Entre 1938 et 1941, le musicologue allemand Helmuth
Christian Wolff copia plusieurs de ses morceaux pour une thèse
sur l’Opéra de Hambourg, publiée en 1957. A la suite de
quoi des extraits (Hochbeglückte Zeiten ; Empor! Empor! soll
mein steter Wahlspruch bleiben ; Vorrei scordarmi del idol mio ;
Schau Boris uns in Gnaden an) furent enregistrés en 1965
pour un disque Angel par le Berlin Philharmonic Orchestra, sous la
direction de Wilhelm Brückner-Rüggeberg, avec Marlies
Siemeling, soprano, Theo Adam, basse, Manfred Schmidt, ténor
(autres extraits de Croesus, Pimpinone et Almira) - Une
réédition Odéon eut lieu dans les années
1970.
La partition fut redécouverte par le juriste et
organiste Johannes Pausch dans la Bibliothèque municipale de
Hambourg. Celle-ci avait récupéré en 1998
quarante-deux caisses de documents qui lui appartenaient avant
guerre, comprenant les oeuvres complètes de Mattheson, qui lui
furent restituées par l'ambassade d'Arménie.
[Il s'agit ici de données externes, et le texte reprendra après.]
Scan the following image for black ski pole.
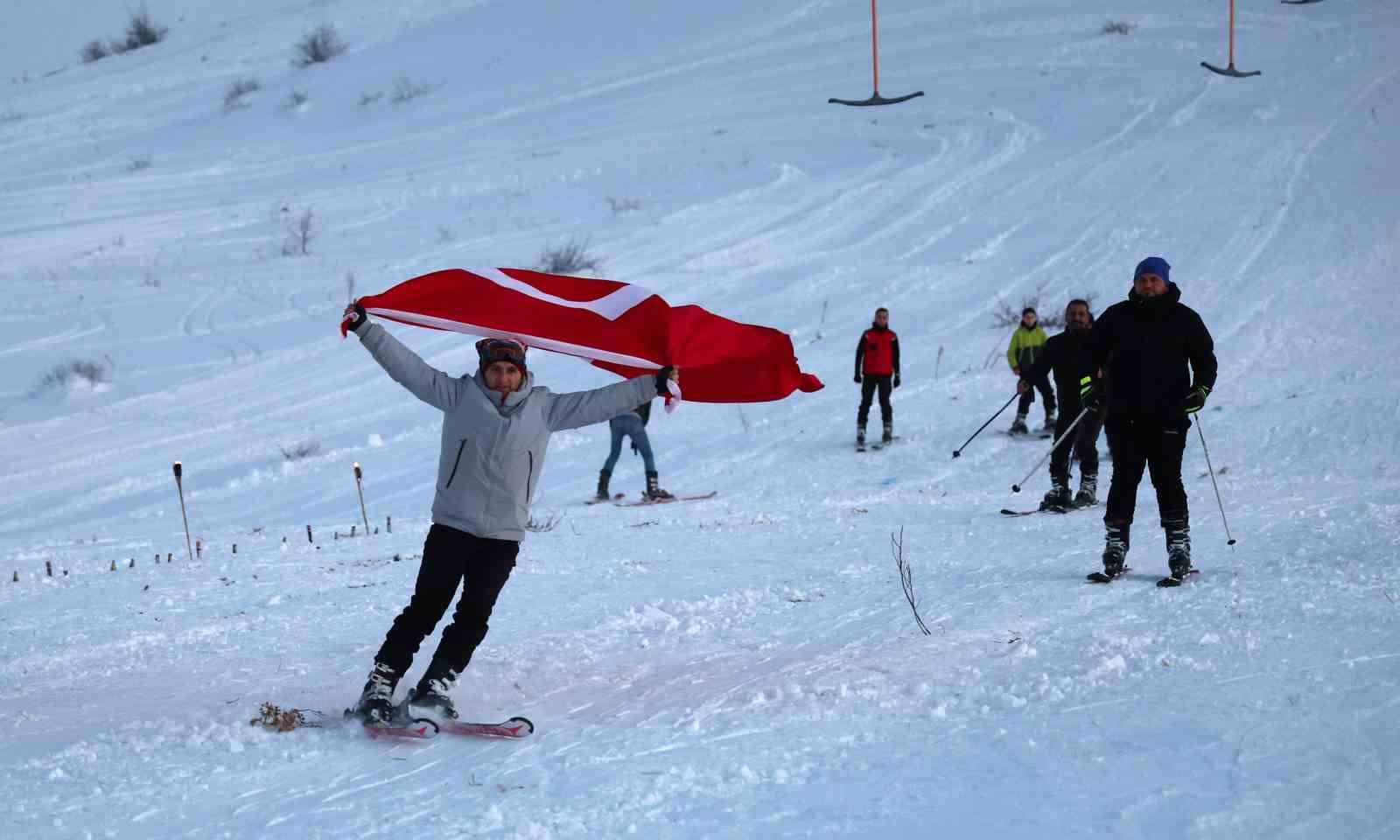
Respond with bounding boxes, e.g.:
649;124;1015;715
1011;406;1092;493
954;392;1020;458
173;460;194;563
1195;417;1235;546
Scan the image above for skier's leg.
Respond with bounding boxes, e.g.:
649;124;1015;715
1148;420;1192;579
856;374;875;444
632;423;656;472
1103;417;1146;525
875;376;894;444
374;525;474;676
420;536;521;683
1041;416;1074;507
604;417;626;474
1036;374;1055;420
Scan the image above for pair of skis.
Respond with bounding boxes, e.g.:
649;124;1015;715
1085;565;1201;590
584;490;719;507
250;704;535;740
856;434;899;452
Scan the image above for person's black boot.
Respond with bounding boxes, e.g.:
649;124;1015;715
642;472;675;501
408;662;457;725
1162;511;1192;581
1103;522;1131;578
1040;479;1074;511
1074;473;1099;507
350;662;402;725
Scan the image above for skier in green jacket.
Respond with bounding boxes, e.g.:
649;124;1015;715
1006;306;1054;434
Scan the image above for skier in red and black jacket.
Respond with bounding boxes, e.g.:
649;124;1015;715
856;306;899;446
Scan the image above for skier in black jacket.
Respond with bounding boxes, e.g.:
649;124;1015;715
1017;298;1103;509
1081;256;1215;579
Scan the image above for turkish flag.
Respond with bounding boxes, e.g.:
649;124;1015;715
340;269;822;403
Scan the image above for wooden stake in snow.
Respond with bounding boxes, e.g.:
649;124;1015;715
350;460;369;536
175;460;194;560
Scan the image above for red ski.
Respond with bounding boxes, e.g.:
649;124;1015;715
613;490;718;507
443;717;535;738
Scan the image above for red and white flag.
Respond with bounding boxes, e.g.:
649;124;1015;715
340;269;822;403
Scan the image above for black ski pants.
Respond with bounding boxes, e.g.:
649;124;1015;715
375;525;521;677
1050;406;1103;485
1017;368;1054;417
1103;417;1192;523
856;374;894;425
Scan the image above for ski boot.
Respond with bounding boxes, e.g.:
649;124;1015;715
1074;473;1099;507
346;662;401;725
406;665;457;726
1162;513;1192;581
1040;478;1074;513
641;472;675;501
1103;522;1132;579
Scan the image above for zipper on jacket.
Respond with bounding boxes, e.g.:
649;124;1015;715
444;438;466;490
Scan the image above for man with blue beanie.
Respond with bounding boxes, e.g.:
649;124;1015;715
1081;256;1216;583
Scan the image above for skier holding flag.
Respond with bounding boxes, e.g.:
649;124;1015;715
343;301;679;725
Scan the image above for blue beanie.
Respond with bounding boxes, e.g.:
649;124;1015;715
1132;256;1172;283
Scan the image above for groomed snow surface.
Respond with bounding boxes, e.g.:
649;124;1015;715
0;0;1400;840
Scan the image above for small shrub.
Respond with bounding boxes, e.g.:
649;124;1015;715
389;79;432;105
124;5;170;49
282;210;317;256
30;360;107;396
607;196;641;215
277;441;320;460
537;240;604;275
224;79;262;110
79;40;112;65
291;24;346;67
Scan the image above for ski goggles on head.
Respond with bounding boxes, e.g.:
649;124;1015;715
476;339;525;373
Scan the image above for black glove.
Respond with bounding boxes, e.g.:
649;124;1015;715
1181;385;1211;415
1080;376;1103;411
656;364;676;396
340;301;369;334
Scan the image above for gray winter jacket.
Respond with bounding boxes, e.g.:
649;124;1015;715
355;324;656;542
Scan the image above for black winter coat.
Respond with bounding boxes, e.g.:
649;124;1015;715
1020;329;1094;417
1082;283;1215;423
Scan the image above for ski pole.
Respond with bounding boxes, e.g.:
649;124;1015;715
1195;417;1235;546
175;460;194;563
954;394;1020;458
354;460;369;536
1011;406;1090;493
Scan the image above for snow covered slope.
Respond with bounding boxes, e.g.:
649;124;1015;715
0;0;1400;837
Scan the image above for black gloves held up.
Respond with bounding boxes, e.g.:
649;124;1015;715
340;301;369;334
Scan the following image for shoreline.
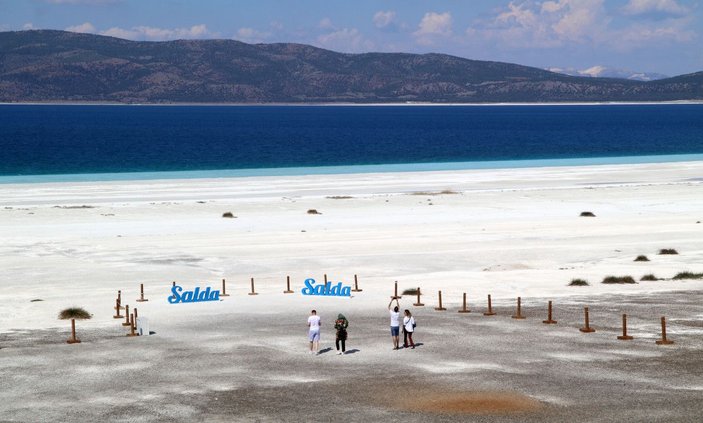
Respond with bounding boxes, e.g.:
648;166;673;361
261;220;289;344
0;154;703;187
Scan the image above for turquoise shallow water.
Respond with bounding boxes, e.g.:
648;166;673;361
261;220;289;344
0;154;703;184
0;104;703;183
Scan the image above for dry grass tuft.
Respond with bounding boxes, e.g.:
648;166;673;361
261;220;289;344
59;307;93;320
601;276;637;284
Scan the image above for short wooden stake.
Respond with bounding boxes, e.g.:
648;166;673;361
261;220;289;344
542;301;557;325
459;292;471;313
127;314;138;336
413;286;424;307
122;304;131;326
117;290;124;309
483;294;496;316
579;307;596;333
352;275;363;292
657;316;674;345
618;314;634;341
220;279;229;297
434;291;447;311
512;297;525;319
66;319;81;344
112;299;124;319
391;281;401;300
283;276;293;294
249;278;259;295
137;284;149;303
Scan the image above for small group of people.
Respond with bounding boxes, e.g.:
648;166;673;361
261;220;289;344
388;298;415;350
308;298;415;355
308;310;349;355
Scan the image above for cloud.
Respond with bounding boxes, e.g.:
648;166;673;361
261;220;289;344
97;23;215;41
413;12;453;46
66;22;97;34
234;28;273;43
622;0;690;16
373;10;396;29
317;28;375;53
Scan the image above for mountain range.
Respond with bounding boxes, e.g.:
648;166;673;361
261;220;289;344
0;30;703;104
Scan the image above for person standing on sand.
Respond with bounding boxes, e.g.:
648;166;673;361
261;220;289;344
403;309;415;349
334;313;349;355
308;310;321;355
388;298;400;350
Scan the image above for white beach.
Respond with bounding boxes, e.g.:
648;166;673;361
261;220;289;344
0;162;703;421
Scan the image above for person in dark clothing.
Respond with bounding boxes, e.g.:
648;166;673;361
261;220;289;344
334;313;349;355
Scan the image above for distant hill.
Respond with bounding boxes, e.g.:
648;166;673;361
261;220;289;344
0;30;703;103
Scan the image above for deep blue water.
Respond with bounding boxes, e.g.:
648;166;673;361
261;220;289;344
0;104;703;182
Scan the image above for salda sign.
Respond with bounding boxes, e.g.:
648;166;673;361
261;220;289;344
168;285;220;304
301;278;351;297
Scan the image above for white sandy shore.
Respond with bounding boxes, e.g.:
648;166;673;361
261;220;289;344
0;162;703;333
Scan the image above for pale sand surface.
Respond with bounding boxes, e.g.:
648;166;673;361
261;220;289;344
0;162;703;422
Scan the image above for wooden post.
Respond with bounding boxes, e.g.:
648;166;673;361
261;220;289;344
657;316;674;345
542;301;557;325
66;319;81;344
137;284;149;303
127;314;137;336
413;286;424;307
112;298;124;319
122;304;130;326
459;292;471;313
618;314;633;341
483;294;496;316
579;307;596;333
512;297;525;319
283;276;293;294
352;275;363;292
435;291;446;311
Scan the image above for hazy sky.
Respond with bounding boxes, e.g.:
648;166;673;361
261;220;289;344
0;0;703;76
En 2001,
Pausch a publié une édition critique dans sa collection
Musiklandschaften, incluant également les textes qui manquent
dans le manuscrit de la partition par Mattheson, tels qu’ils ont
été retrouvés dans les papiers laissés
par Helmut Christian Wolff.
Personnages : Theodorus Ivanovitch, grand-duc de
Moscovie ; Boris Goudenow, ministre ; Irina, soeur de Boris,
grande-duchesse ; Axinia, fille de Boris ; Olga, princesse russe ;
Gavust, prince étranger ; Josennah, prince étranger ;
Fedro, boyard ; Ivan, boyard ; Bogda, serviteur de Boris ; Choeur de
vieillards ; Choeur d’enfants.
Personnages muets : le Patriarche ; les conseillers du
royaume et les chevaliers.
Ballets : Acte I : huit cavaliers russes,
quatre dames ; acte II : enfants ; acte III : cavaliers et dames, les
Amours et les Plaisirs
Argument
La scène se situe dans la capitale, Moscou,
et aux environs.
Le tsar Théodore, affaibli, nomme son ministre
et beau-frère Boris Godounov gouverneur de Moscovie. Boris
vise plus haut. Lorsque le tsar agonisant essaye de transmettre son
sceptre à d’autres, qui refusent, Boris s’en empare. Le tsar
mort, Boris feint de refuser le pouvoir et se retire dans un couvent,
avant de céder à la demande générale et
d’accéder au trône.
L’intrigue politique s’entrelace avec des intrigues
amoureuses, non exemptes d’arrière-plans politiques :
- Le prince russe Fedro est amoureux,
discrètement, d’Irina, soeur de Boris, épouse puis
veuve du tsar Théodore. Du vivant du tsar, Irina ne
connaît que son devoir; veuve, elle accompagne Boris au
couvent, puis revient dans le monde et couronne la flamme de
Fedro.
- Deux princes étrangers, Gavust et Josennah,
parlent d’amour d’abord avec Olga, princesse russe, puis à
Axinia, fille de Boris, qui préfère
Gavust, et est payée de retour. Josennah ne
conçoit en fait l’amour que comme moyen d’arriver au pouvoir,
et essaye se servir d’Olga aussi bien que d’Axinia.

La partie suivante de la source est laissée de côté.